Newly acquired Cardinals bullpen piece Ryan Fernandez is flying under the radar

In need of bullpen help, one of those pieces was found through the Rule 5 Draft for the Cardinals.
St. Louis Cardinals v San Francisco Giants
St. Louis Cardinals v San Francisco Giants / Thearon W. Henderson/GettyImages

The Cardinals have already started adding to their bullpen. They are not finished but this looks like a good start.

In the Rule 5 draft, the Cardinals selected Ryan Fernandez. Fernandez is a right-handed reliever, that was drafted by the Red Sox in 2018 in the 23rd round. As a Rule 5 selection, it is all but certain that he will be part of our opening-day roster.

The Rule Five draft was put into place to keep teams from hoarding good players and keeping them in the minors for years. Now if you have been stuck in the minors you can get a chance to start with another team. The new team must keep the player on the major league roster or lose the player.

How excited should we be? Well, in 2012 Boston lost another pitcher named Ryan in the Rule 5 draft to the Minnesota Twins. He was later traded to Houston and now Ryan Presley is the Astros closer. Presley was an exception. Most Rule Five players have made very little impact over the years. If they were elite prospects they usually found a way to make the big league team. That is unless you are stuck behind someone like Paul Goldschmidt.

He should slot right into middle relief.

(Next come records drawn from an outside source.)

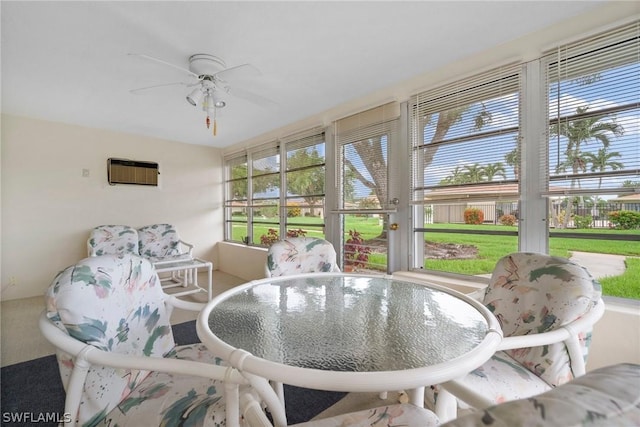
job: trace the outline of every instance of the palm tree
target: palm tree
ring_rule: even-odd
[[[506,170],[502,162],[489,163],[483,168],[483,172],[487,177],[487,181],[493,181],[496,176],[501,176],[502,179],[507,179]]]
[[[597,154],[584,153],[583,158],[587,163],[591,163],[591,172],[604,172],[607,168],[611,170],[620,170],[624,168],[624,164],[611,160],[614,157],[622,157],[617,151],[607,152],[608,147],[602,147]],[[598,179],[598,188],[602,187],[602,176]]]
[[[480,163],[474,163],[472,165],[465,165],[465,175],[468,177],[470,183],[482,182],[486,177],[484,172],[484,166],[480,166]]]
[[[504,155],[504,161],[513,168],[516,179],[520,176],[520,149],[518,147]]]
[[[611,143],[611,136],[619,137],[624,135],[624,128],[617,124],[615,117],[607,114],[595,114],[586,116],[589,106],[576,108],[576,115],[570,120],[560,121],[551,126],[551,135],[564,136],[567,138],[567,147],[564,152],[565,161],[557,166],[557,172],[570,169],[572,172],[571,189],[575,189],[579,181],[575,175],[586,172],[587,162],[585,153],[582,152],[582,145],[588,145],[592,140],[608,148]],[[605,121],[605,119],[607,119]],[[571,217],[572,204],[567,204],[564,216],[563,227],[566,228]]]
[[[459,185],[469,182],[469,177],[464,173],[460,166],[456,166],[449,175],[442,178],[440,185]]]

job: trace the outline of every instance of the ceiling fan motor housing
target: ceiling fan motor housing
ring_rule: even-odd
[[[227,68],[225,62],[214,55],[197,53],[189,57],[189,71],[197,74],[200,78],[213,76],[225,68]]]

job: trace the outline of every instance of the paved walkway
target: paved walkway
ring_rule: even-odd
[[[625,258],[622,255],[594,254],[590,252],[571,253],[571,260],[589,270],[589,273],[596,279],[623,274]]]

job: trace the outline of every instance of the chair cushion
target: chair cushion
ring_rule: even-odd
[[[214,357],[203,344],[178,346],[167,357],[222,365],[221,359]],[[224,426],[225,420],[221,381],[151,372],[101,424]]]
[[[496,403],[534,396],[552,388],[504,351],[495,353],[484,365],[459,381],[471,390],[481,390],[484,397]],[[468,407],[462,402],[459,406]]]
[[[79,261],[54,279],[46,294],[47,317],[62,331],[101,350],[163,357],[174,347],[160,280],[138,255],[103,255]],[[58,352],[66,388],[71,356]],[[80,422],[104,415],[143,381],[147,371],[92,367]]]
[[[442,427],[640,426],[638,384],[640,365],[606,366],[543,394],[492,406]]]
[[[180,254],[180,236],[171,224],[153,224],[138,229],[140,255],[156,261]]]
[[[548,332],[587,313],[601,297],[600,284],[565,258],[519,252],[498,261],[483,303],[495,314],[505,337]],[[586,357],[591,329],[582,331]],[[507,353],[552,386],[574,377],[564,343]]]
[[[89,234],[89,256],[138,254],[138,232],[128,225],[100,225]]]
[[[340,271],[333,245],[314,237],[292,237],[275,242],[267,253],[267,270],[272,277]]]
[[[337,415],[316,421],[295,424],[295,427],[387,427],[415,426],[435,427],[438,417],[433,412],[408,403],[380,406],[373,409]]]

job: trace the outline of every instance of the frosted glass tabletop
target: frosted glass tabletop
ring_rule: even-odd
[[[467,297],[382,276],[262,280],[226,292],[210,308],[210,332],[229,348],[328,371],[437,365],[471,352],[495,327]]]

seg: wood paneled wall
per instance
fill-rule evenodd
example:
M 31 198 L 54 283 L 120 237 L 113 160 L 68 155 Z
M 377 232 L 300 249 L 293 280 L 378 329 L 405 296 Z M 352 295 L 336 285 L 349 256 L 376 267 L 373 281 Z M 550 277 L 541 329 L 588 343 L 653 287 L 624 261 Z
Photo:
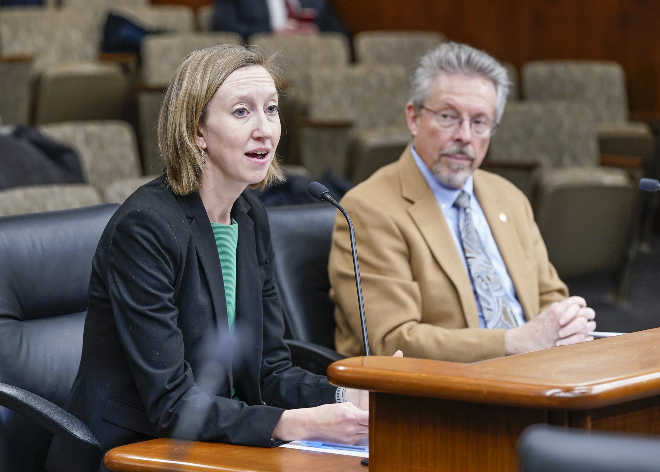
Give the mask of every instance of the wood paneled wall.
M 626 71 L 631 110 L 660 111 L 658 0 L 334 0 L 353 34 L 440 31 L 520 67 L 602 59 Z
M 520 67 L 607 59 L 626 71 L 630 107 L 660 111 L 660 0 L 332 0 L 354 34 L 440 31 Z M 213 0 L 152 0 L 193 8 Z

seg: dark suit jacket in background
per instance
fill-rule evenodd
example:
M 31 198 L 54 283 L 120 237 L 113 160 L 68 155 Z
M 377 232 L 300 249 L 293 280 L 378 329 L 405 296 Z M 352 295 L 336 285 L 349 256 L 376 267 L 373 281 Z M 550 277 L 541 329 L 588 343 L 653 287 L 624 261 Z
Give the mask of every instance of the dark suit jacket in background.
M 336 31 L 348 36 L 348 31 L 327 0 L 301 0 L 303 8 L 318 12 L 315 22 L 321 31 Z M 251 34 L 269 32 L 271 22 L 266 0 L 215 0 L 213 29 L 235 31 L 246 40 Z
M 337 387 L 292 367 L 257 197 L 244 192 L 231 214 L 238 224 L 232 336 L 201 199 L 176 196 L 164 182 L 138 189 L 103 232 L 66 409 L 104 451 L 156 436 L 270 447 L 282 409 L 334 403 Z M 231 399 L 232 387 L 242 401 Z

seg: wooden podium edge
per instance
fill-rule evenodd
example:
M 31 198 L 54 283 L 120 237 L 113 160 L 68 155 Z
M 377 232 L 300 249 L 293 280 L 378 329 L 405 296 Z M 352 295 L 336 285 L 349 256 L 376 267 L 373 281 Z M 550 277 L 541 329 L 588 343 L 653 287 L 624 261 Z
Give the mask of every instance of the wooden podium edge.
M 622 374 L 620 369 L 608 370 L 610 366 L 607 365 L 595 366 L 599 375 L 596 379 L 593 372 L 585 370 L 580 356 L 576 356 L 587 349 L 598 358 L 602 351 L 603 364 L 607 364 L 606 353 L 611 355 L 618 349 L 622 366 L 627 366 L 636 355 L 645 358 L 645 354 L 648 360 L 649 352 L 644 347 L 637 350 L 636 343 L 642 339 L 650 344 L 649 334 L 653 334 L 653 341 L 660 341 L 660 329 L 655 329 L 617 336 L 616 341 L 589 341 L 579 348 L 578 344 L 572 349 L 552 348 L 473 364 L 376 356 L 350 358 L 331 364 L 327 376 L 335 385 L 383 393 L 549 410 L 586 410 L 660 395 L 660 362 L 655 363 L 655 352 L 650 364 L 657 367 L 634 365 Z M 555 350 L 560 349 L 564 350 Z M 563 363 L 565 370 L 572 369 L 570 378 L 579 379 L 582 369 L 584 380 L 562 382 L 549 374 L 547 379 L 521 374 L 525 368 L 537 371 L 552 362 Z

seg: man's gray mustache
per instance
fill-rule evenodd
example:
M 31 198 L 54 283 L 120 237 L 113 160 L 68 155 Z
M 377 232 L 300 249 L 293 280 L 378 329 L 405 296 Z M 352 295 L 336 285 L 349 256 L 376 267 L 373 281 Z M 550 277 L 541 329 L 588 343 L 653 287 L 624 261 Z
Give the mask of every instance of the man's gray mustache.
M 438 156 L 438 160 L 440 160 L 443 156 L 451 155 L 452 154 L 460 154 L 467 157 L 471 161 L 474 161 L 475 158 L 475 155 L 472 153 L 472 151 L 469 149 L 463 146 L 454 146 L 453 147 L 450 147 L 446 151 L 443 151 Z

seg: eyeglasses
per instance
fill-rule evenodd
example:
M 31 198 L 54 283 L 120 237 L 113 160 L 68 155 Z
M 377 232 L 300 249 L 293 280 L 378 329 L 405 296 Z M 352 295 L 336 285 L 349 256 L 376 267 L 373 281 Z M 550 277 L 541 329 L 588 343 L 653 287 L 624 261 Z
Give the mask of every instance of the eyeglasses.
M 436 122 L 443 130 L 455 131 L 463 124 L 464 118 L 454 111 L 441 110 L 436 112 L 423 105 L 422 108 L 436 116 Z M 487 118 L 476 118 L 470 120 L 470 130 L 472 130 L 473 134 L 476 136 L 483 137 L 489 134 L 491 136 L 493 136 L 495 134 L 497 125 L 497 123 Z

Last year he pitched in A, AA, and AAA. His fastball has topped out in the high 90s and is effective when he gets movement. He has an above-average slider and cutter. I’m sure what gets the attention of the Cardinals is that in 2023 he had an 11.1 SO9. Only Helsley and Hicks had a higher number. His SO/W ratio was 3.72 last year and only Gallegos and Romero were better in that category.

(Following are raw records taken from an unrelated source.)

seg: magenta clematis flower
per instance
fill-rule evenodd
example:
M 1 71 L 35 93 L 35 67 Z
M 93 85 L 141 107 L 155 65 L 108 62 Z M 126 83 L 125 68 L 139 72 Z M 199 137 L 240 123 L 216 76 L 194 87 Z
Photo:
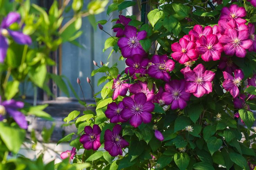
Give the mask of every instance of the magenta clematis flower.
M 186 101 L 189 100 L 191 94 L 185 91 L 184 80 L 173 80 L 165 84 L 164 90 L 166 92 L 163 93 L 162 99 L 166 104 L 171 104 L 171 109 L 183 109 L 186 106 Z
M 69 161 L 74 159 L 74 157 L 76 154 L 75 152 L 75 148 L 73 147 L 71 150 L 67 150 L 61 154 L 61 158 L 62 159 L 65 159 L 67 158 L 69 158 Z
M 244 73 L 240 69 L 234 71 L 235 78 L 229 73 L 223 71 L 223 76 L 225 80 L 223 81 L 222 86 L 227 91 L 229 91 L 233 97 L 235 98 L 239 94 L 238 87 L 241 84 L 241 81 L 244 78 Z
M 90 126 L 84 127 L 84 134 L 80 138 L 80 142 L 85 149 L 92 149 L 95 151 L 101 146 L 100 142 L 101 130 L 98 124 L 94 124 L 92 128 Z
M 144 58 L 140 55 L 134 55 L 125 60 L 125 63 L 129 67 L 125 68 L 125 72 L 128 74 L 129 71 L 130 75 L 133 75 L 134 78 L 135 79 L 136 73 L 143 75 L 147 73 L 147 67 L 149 62 L 148 59 Z
M 246 16 L 246 11 L 244 7 L 239 7 L 236 4 L 232 4 L 229 8 L 223 7 L 221 10 L 220 19 L 232 20 L 238 24 L 245 23 L 246 20 L 241 18 Z
M 119 103 L 118 104 L 117 104 L 115 102 L 112 102 L 108 105 L 105 114 L 107 118 L 110 119 L 110 123 L 125 122 L 126 120 L 122 119 L 121 117 L 122 111 L 125 108 L 122 101 Z
M 104 134 L 104 149 L 112 157 L 122 154 L 122 148 L 129 146 L 129 143 L 120 134 L 122 127 L 118 124 L 114 127 L 111 132 L 107 129 Z
M 250 52 L 253 51 L 256 52 L 256 40 L 255 40 L 256 36 L 254 34 L 255 26 L 254 24 L 250 23 L 248 24 L 248 28 L 249 29 L 249 36 L 251 41 L 253 42 L 253 44 L 249 48 L 248 51 Z
M 128 91 L 129 84 L 125 83 L 125 81 L 120 79 L 120 75 L 117 76 L 116 79 L 114 79 L 112 89 L 115 89 L 112 99 L 115 100 L 118 96 L 123 96 L 125 95 Z
M 186 83 L 186 91 L 192 93 L 198 98 L 204 94 L 212 92 L 211 81 L 215 73 L 212 71 L 206 70 L 202 64 L 199 64 L 193 69 L 184 74 Z
M 136 27 L 127 26 L 125 27 L 124 34 L 125 37 L 120 38 L 117 42 L 124 57 L 130 57 L 136 54 L 145 55 L 146 52 L 140 45 L 139 40 L 147 37 L 146 31 L 139 31 L 137 33 Z
M 131 125 L 135 128 L 139 126 L 142 122 L 148 123 L 151 121 L 152 114 L 155 105 L 151 102 L 147 101 L 147 97 L 143 93 L 134 96 L 134 99 L 126 97 L 123 100 L 124 105 L 127 108 L 124 109 L 121 114 L 124 119 L 130 119 Z
M 22 32 L 12 31 L 8 28 L 12 23 L 20 20 L 19 14 L 13 12 L 10 12 L 3 19 L 0 26 L 0 62 L 3 62 L 6 56 L 8 48 L 7 39 L 9 36 L 11 37 L 14 41 L 19 44 L 29 45 L 32 43 L 31 38 Z
M 143 93 L 147 97 L 147 101 L 152 101 L 155 98 L 155 86 L 153 85 L 153 88 L 151 90 L 148 88 L 147 83 L 146 81 L 142 82 L 139 81 L 137 83 L 131 84 L 129 88 L 130 92 L 133 94 L 137 94 L 139 93 Z M 134 96 L 131 97 L 134 98 Z
M 185 67 L 181 70 L 181 73 L 184 74 L 186 72 L 188 72 L 189 71 L 191 70 L 190 67 L 193 65 L 193 63 L 191 61 L 184 63 L 184 65 L 185 66 Z
M 210 26 L 207 26 L 203 28 L 200 25 L 196 25 L 193 30 L 189 32 L 189 35 L 191 37 L 192 41 L 199 40 L 202 36 L 207 36 L 212 34 L 212 29 Z
M 127 18 L 123 15 L 119 15 L 119 19 L 118 19 L 116 24 L 119 23 L 123 25 L 125 27 L 128 25 L 130 21 L 131 21 L 131 19 Z M 116 37 L 121 37 L 124 35 L 124 29 L 121 28 L 115 28 L 113 29 L 115 32 L 117 33 Z
M 196 47 L 196 50 L 202 54 L 202 59 L 205 61 L 216 61 L 220 59 L 220 55 L 223 48 L 219 42 L 217 36 L 213 34 L 207 37 L 202 36 L 199 41 L 200 46 Z
M 223 57 L 220 59 L 218 68 L 220 70 L 224 70 L 225 71 L 231 74 L 234 70 L 238 69 L 238 67 L 233 62 L 231 57 Z
M 13 99 L 1 101 L 0 96 L 0 121 L 2 120 L 7 116 L 12 117 L 20 128 L 27 129 L 28 122 L 25 115 L 20 111 L 19 109 L 24 107 L 24 103 L 19 101 L 15 101 Z M 7 115 L 7 113 L 8 114 Z
M 246 49 L 248 49 L 253 44 L 248 39 L 248 31 L 243 30 L 237 31 L 234 29 L 228 29 L 220 38 L 220 42 L 224 45 L 223 49 L 225 53 L 233 56 L 235 53 L 238 57 L 244 58 L 246 54 Z
M 152 64 L 148 70 L 148 75 L 166 82 L 169 81 L 171 76 L 168 72 L 172 71 L 174 68 L 175 63 L 174 61 L 169 59 L 166 54 L 154 55 L 150 61 Z
M 172 54 L 172 57 L 181 64 L 195 60 L 198 57 L 198 54 L 195 49 L 196 46 L 194 42 L 189 41 L 181 38 L 180 39 L 179 43 L 175 42 L 172 44 L 172 50 L 174 52 Z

This is what Eric Longenhagen and Tess Taruskin from Fangraphs had to say about Fernandez:

“Fernandez is a single-inning relief prospect with some of the best stuff of anyone available in this year’s Rule 5 draft. He began 2023 on the injured list but was quickly bumped up to Triple-A once he was healthy. His four-seamer sits 94-96 mph and touches 97. To call his cutter a secondary would be misleading, as it surpassed his fastball usage at Triple-A, accounting for 48% of the pitches he threw at that level and inducing a 47% chase rate. His use of his gyroscopic slider dipped in 2023, but when he did throw it, it earned him a combined 63% whiffs (73% at Triple-A), and that kind of bat-missing ability is, ironically, nothing to shake a stick at. His strike-throwing ability makes him very likely to stick on St. Louis’ roster and contribute in a middle-inning capacity. This was the first relief-only pitcher to come off the board in the draft and is the one we feel most confident will have a good 2024. “

Another number that jumps out is his launch angle. Fangraphs show it at 7.9 degrees. Anything less than ten degrees will usually get you a ground ball. For a comparison, Giovanny Gallegos had an LA of 16.3 last year. That difference is why Fernandez allowed 0.9 home runs per nine innings pitched across his entire minor league career and Gallegos allowed 1.8 home runs per nine innings in 2023.

It sounds like if he can stay healthy Fernandez should be a nice addition to our bullpen.